As a condition to the consummation of the previously announced Agreement
and Plan of Merger, dated December 14, 2014, and amended on February 18, 2015
(the Merger Agreement), by and between Cover-All Technologies Inc., a Delaware
corporation (the Company) and Majesco, a California corporation (Majesco),
through which the Company merged with and into Majesco, with Majesco surviving
the merger (the Merger), the Company was required to cause repayment in full
of all outstanding indebtedness owed by Cover-All Systems, Inc., the Companys
wholly-owned subsidiary (Systems), to Imperium Commercial Finance Master Fund,
LP (Imperium) under that certain Loan and Security Agreement, dated as of
September 11, 2012 (the Credit Agreement), by and between Imperium, as lender
and Systems, as borrower, which loan obligations were guaranteed by the Company
pursuant to a Guarantee, dated as of September 11, 2012, made by the Company in
favor of Imperium (the Guarantee) and a Pledge Agreement, dated as of
September 11, 2012, between the Company and Imperium (the Pledge Agreement).

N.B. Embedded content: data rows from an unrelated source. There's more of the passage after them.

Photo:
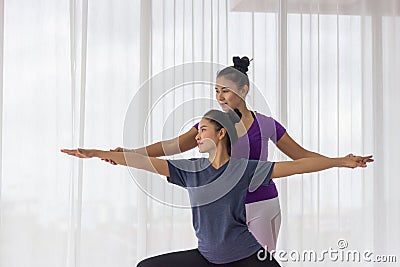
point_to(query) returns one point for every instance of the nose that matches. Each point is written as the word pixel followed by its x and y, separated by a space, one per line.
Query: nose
pixel 219 96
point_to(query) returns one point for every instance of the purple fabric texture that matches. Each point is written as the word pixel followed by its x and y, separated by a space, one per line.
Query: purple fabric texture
pixel 254 145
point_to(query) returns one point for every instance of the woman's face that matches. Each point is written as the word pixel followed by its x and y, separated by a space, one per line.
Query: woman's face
pixel 227 94
pixel 207 136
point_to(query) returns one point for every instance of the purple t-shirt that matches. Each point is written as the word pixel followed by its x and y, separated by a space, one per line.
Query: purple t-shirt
pixel 254 145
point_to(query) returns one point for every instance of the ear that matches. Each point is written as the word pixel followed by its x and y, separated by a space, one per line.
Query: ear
pixel 221 134
pixel 244 91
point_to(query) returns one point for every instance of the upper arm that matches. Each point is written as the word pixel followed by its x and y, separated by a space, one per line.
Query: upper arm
pixel 187 140
pixel 159 166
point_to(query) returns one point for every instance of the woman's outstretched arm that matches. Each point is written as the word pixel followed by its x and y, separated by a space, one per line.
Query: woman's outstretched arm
pixel 295 151
pixel 134 160
pixel 177 145
pixel 307 165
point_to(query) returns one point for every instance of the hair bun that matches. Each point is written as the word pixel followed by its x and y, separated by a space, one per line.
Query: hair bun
pixel 234 115
pixel 241 64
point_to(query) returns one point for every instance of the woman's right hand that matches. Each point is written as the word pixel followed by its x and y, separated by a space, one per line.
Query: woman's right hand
pixel 118 149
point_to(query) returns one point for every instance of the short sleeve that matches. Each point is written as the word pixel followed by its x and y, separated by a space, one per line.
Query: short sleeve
pixel 280 130
pixel 262 174
pixel 177 176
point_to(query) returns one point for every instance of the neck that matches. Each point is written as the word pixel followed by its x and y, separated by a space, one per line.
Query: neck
pixel 244 110
pixel 218 157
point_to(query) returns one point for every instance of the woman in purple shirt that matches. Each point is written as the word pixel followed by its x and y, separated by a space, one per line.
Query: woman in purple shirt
pixel 262 206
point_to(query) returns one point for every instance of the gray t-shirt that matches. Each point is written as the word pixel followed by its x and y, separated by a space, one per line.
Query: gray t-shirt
pixel 218 197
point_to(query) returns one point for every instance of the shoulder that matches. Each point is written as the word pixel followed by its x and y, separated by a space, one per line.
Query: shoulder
pixel 263 117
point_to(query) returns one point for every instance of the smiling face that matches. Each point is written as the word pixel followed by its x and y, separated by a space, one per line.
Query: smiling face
pixel 208 137
pixel 228 95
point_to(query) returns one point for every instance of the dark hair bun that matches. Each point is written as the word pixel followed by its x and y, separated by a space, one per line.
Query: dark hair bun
pixel 241 64
pixel 234 115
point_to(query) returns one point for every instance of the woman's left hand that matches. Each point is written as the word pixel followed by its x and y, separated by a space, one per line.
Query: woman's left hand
pixel 81 153
pixel 351 161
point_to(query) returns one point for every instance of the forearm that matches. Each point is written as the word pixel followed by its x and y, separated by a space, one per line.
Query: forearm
pixel 309 154
pixel 135 160
pixel 305 165
pixel 159 149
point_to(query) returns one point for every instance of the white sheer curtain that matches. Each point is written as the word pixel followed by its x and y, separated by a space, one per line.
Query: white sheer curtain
pixel 328 69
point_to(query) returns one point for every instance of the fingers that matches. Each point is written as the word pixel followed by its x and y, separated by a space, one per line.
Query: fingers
pixel 118 149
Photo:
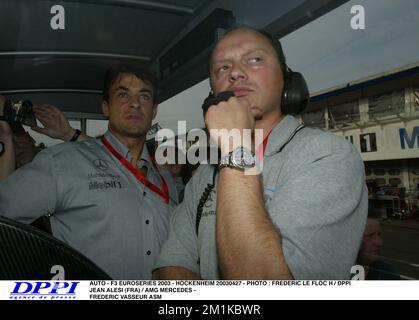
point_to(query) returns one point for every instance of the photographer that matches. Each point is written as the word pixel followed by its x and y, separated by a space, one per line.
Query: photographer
pixel 7 151
pixel 20 146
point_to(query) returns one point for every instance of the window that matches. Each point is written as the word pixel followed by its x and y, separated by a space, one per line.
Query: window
pixel 394 182
pixel 379 172
pixel 394 172
pixel 387 104
pixel 380 181
pixel 344 115
pixel 314 119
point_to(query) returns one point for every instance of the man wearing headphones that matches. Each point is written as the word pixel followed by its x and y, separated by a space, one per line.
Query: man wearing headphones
pixel 303 217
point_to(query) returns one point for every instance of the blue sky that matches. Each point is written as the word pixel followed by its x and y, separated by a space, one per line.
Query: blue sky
pixel 329 52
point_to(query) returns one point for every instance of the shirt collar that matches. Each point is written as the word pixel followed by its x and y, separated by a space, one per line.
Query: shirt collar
pixel 280 134
pixel 144 160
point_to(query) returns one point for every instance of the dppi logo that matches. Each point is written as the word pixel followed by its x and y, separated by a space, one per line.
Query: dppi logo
pixel 40 290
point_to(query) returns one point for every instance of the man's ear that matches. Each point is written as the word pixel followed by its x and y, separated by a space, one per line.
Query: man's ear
pixel 105 109
pixel 155 107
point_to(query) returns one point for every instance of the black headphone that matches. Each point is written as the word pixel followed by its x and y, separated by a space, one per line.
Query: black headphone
pixel 295 96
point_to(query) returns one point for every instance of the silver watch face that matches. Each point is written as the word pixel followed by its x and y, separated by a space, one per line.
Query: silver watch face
pixel 243 158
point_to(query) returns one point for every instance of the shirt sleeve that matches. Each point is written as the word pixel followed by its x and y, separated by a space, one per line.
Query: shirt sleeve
pixel 180 249
pixel 30 192
pixel 320 210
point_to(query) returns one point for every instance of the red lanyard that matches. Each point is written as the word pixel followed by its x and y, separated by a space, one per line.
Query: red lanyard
pixel 265 142
pixel 162 193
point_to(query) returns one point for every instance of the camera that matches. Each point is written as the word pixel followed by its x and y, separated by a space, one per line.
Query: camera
pixel 19 112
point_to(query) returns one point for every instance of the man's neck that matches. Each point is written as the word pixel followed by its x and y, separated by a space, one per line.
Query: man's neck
pixel 134 144
pixel 268 123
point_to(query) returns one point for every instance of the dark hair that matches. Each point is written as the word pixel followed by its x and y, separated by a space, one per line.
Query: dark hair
pixel 141 71
pixel 374 213
pixel 275 44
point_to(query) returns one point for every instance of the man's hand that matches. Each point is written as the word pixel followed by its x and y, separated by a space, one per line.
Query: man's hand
pixel 54 121
pixel 5 130
pixel 231 120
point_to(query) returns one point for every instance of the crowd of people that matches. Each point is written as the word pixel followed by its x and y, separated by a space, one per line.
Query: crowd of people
pixel 302 217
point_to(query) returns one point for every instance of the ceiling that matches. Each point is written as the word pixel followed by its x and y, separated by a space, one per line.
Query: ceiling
pixel 66 66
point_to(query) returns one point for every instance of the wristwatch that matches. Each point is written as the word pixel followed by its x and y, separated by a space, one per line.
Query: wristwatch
pixel 1 148
pixel 240 158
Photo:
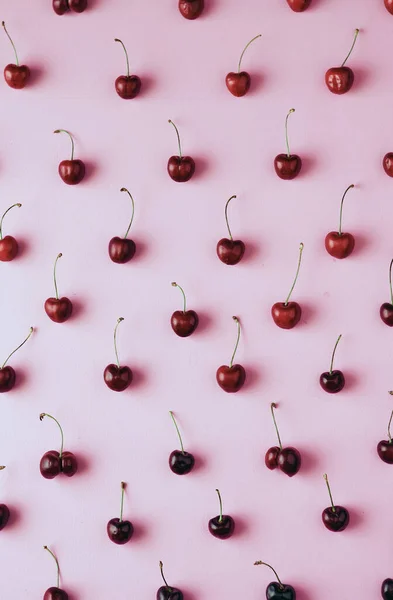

On June 25, 2015, Systems prepaid in full all amounts and satisfied all other
obligations due under the Credit Agreement, the Guarantee and the Pledge
Agreement, and each of the agreements were terminated. The aggregate amount of
the prepayment was $2,011,284.72, including all interest due thereon as of June
25, 2015.
Item 2.01. Completion of
Acquisition or Disposition of Assets.
On June 26, 2015, following approval of the Merger Agreement on June 22,
2015 by the Companys stockholders, the Company and Majesco completed the Merger
in accordance with the Merger Agreement, and the separate corporate existence of
the Company ceased, with Majesco surviving the Merger.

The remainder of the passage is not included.